Origine et histoire du Musée Zola-Dreyfus
Le musée Zola-Dreyfus de Médan occupe la maison qu’Émile Zola acquit en 1878 grâce aux droits de L’Assommoir, 7e tome des Rougon-Macquart. Il y vécut 24 ans, y écrivant huit romans dont Germinal et La Bête humaine, et y mena une double vie familiale. La propriété, agrandie avec les tours Germinal et Nana, devint un lieu de réunion pour le groupe de Médan (Zola, Maupassant, Huysmans, etc.), qui y conçut Les Soirées de Médan (1880), recueil de nouvelles inspiré par la guerre de 1870.
À la mort de Zola en 1902, sa veuve Alexandrine légua la maison à l’Assistance publique pour en faire un établissement de convalescence.

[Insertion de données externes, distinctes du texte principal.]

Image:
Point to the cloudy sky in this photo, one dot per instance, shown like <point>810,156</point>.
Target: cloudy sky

Transformée en école pour ambulanciers (1982-1983), elle fut classée monument historique en 1983. En 1984, le musée Émile-Zola y fut inauguré, restituant son décor d’origine (salon aux vitraux, bureau, cuisine en carreaux de Delft) grâce à des objets personnels, des photographies et des archives de l’écrivain. Le site abrite aussi, depuis 2021, le premier musée permanent dédié à l’Affaire Dreyfus, soulignant l’engagement de Zola.
Le musée Dreyfus, installé dans le pavillon Charpentier et le Lazaret, explore les thèmes de la justice, de l’antisémitisme et des médias, en lien avec les combats contemporains. Inauguré par Emmanuel Macron en octobre 2021, il propose des expositions temporaires (comme celle sur la BD de Jean Dytar) et des activités pédagogiques pour les scolaires. Le domaine, géré par l’association Maison Zola-Musée Dreyfus, perpétue également le pèlerinage annuel en hommage à Zola, initié en 1903 par ses amis.

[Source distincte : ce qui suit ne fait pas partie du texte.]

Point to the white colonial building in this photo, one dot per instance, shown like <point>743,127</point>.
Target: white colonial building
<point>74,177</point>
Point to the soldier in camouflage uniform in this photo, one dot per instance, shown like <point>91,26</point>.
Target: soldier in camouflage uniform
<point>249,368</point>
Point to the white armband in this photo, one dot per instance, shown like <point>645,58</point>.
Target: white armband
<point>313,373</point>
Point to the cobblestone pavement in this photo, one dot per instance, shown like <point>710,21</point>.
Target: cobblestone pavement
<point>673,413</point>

La maison de Médan symbolise le croisement des destins de Zola et Dreyfus, deux figures de la lutte pour la vérité. Le projet muséal, porté par Pierre Bergé et Eli Wiesel, vise à transmettre aux jeunes générations les valeurs de tolérance et d’engagement. Le musée aborde des enjeux actuels comme les fake news, la cancel culture ou le rôle des intellectuels, tout en conservant des traces tangibles de la vie quotidienne de Zola : sa chambre, ses photographies, ou ses manuscrits.

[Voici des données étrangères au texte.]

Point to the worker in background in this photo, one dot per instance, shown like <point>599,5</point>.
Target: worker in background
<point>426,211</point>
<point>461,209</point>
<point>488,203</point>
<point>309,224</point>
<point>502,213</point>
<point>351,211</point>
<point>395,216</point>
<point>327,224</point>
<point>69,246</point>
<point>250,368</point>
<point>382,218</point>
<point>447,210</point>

Architecturalement, le domaine allie la maison principale, avec ses tours emblématiques, et les bâtiments annexes (Lazaret, pavillon Charpentier) dédiés à Dreyfus. Classé Musée de France et labelisé Monument historique, le site est un lieu de mémoire littéraire et citoyenne, attirant chercheurs, scolaires et visiteurs internationaux. La scénographie, signée Christophe Martin, et les ressources numériques en font un outil pédagogique moderne, ancré dans l’histoire des Yvelines et de l’Île-de-France.